The graphite is mixed with clay from Mississippi in which ammonium hydroxide is
used in the refining process. Then wetting agents are added such as sulfonated tallow—animal
fats chemically reacted with sulfuric acid. After passing through numerous machines, the
mixture finally appears as endless extrusions—as from a sausage grinder-cut to size, dried, and
baked for several hours at 1,850 degrees Fahrenheit. To increase their strength and smoothness
the leads are then treated with a hot mixture which includes candelilla wax from Mexico,
paraffin wax, and hydrogenated natural fats.
My cedar receives six coats of lacquer. Do you know all the ingredients of lacquer?
Who would think that the growers of castor beans and the refiners of castor oil are a part of it?
They are. Why, even the processes by which the lacquer is made a beautiful yellow involve the
skills of more persons than one can enumerate!
Observe the labeling. That's a film formed by applying heat to carbon black mixed with
resins. How do you make resins and what, pray, is carbon black?
My bit of metal—the ferrule—is brass. Think of all the persons who mine zinc and
copper and those who have the skills to make shiny sheet brass from these products of nature.
Those black rings on my ferrule are black nickel. What is black nickel and how is it applied?
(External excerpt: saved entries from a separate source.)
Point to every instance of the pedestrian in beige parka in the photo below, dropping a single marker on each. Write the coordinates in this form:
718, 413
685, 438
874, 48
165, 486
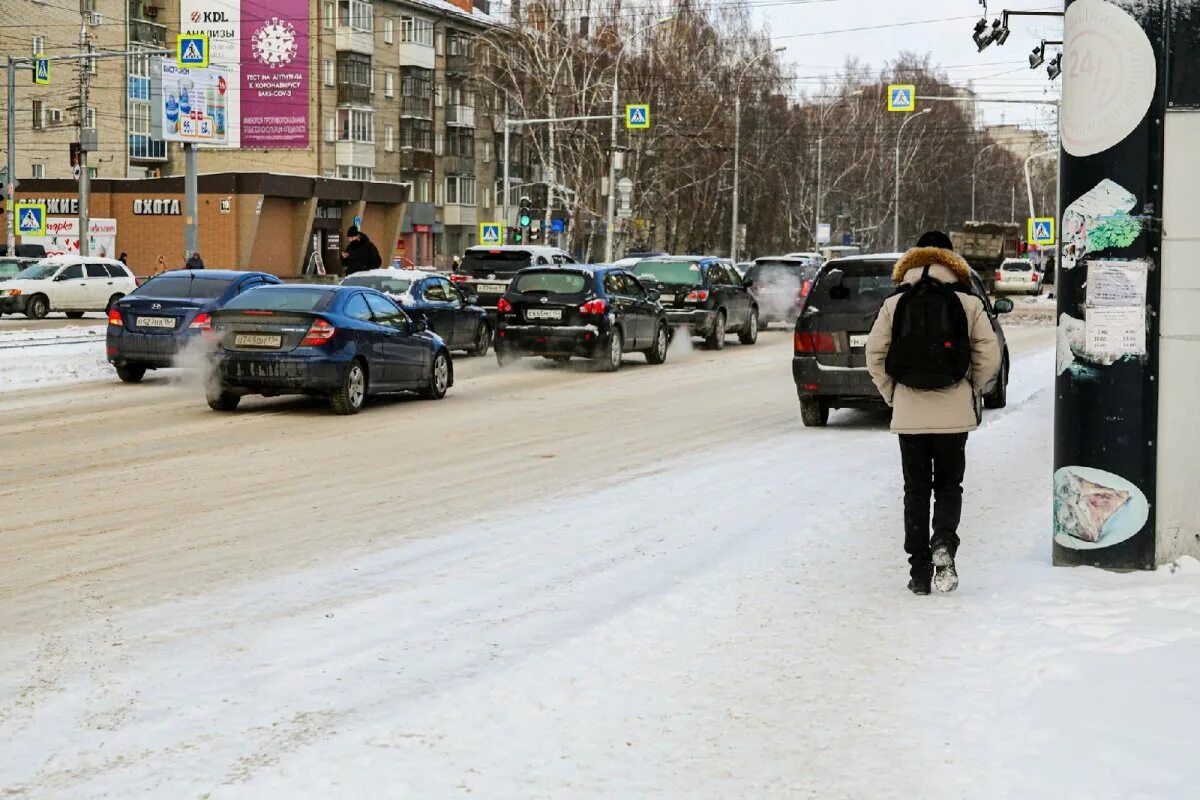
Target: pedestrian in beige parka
934, 423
The complete story of why the center of my ferrule has no black nickel on it would take pages
to explain.
Then there's my crowning glory, inelegantly referred to in the trade as "the plug," the
part man uses to erase the errors he makes with me. An ingredient called "factice" is what does
the erasing. It is a rubber- like product made by reacting rape-seed oil from the Dutch East
Indies with sulfur chloride. Rubber, contrary to the common notion, is only for binding
purposes. Then, too, there are numerous vulcanizing and accelerating agents. The pumice
comes from Italy; and the pigment which gives "the plug" its color is cadmium sulfide.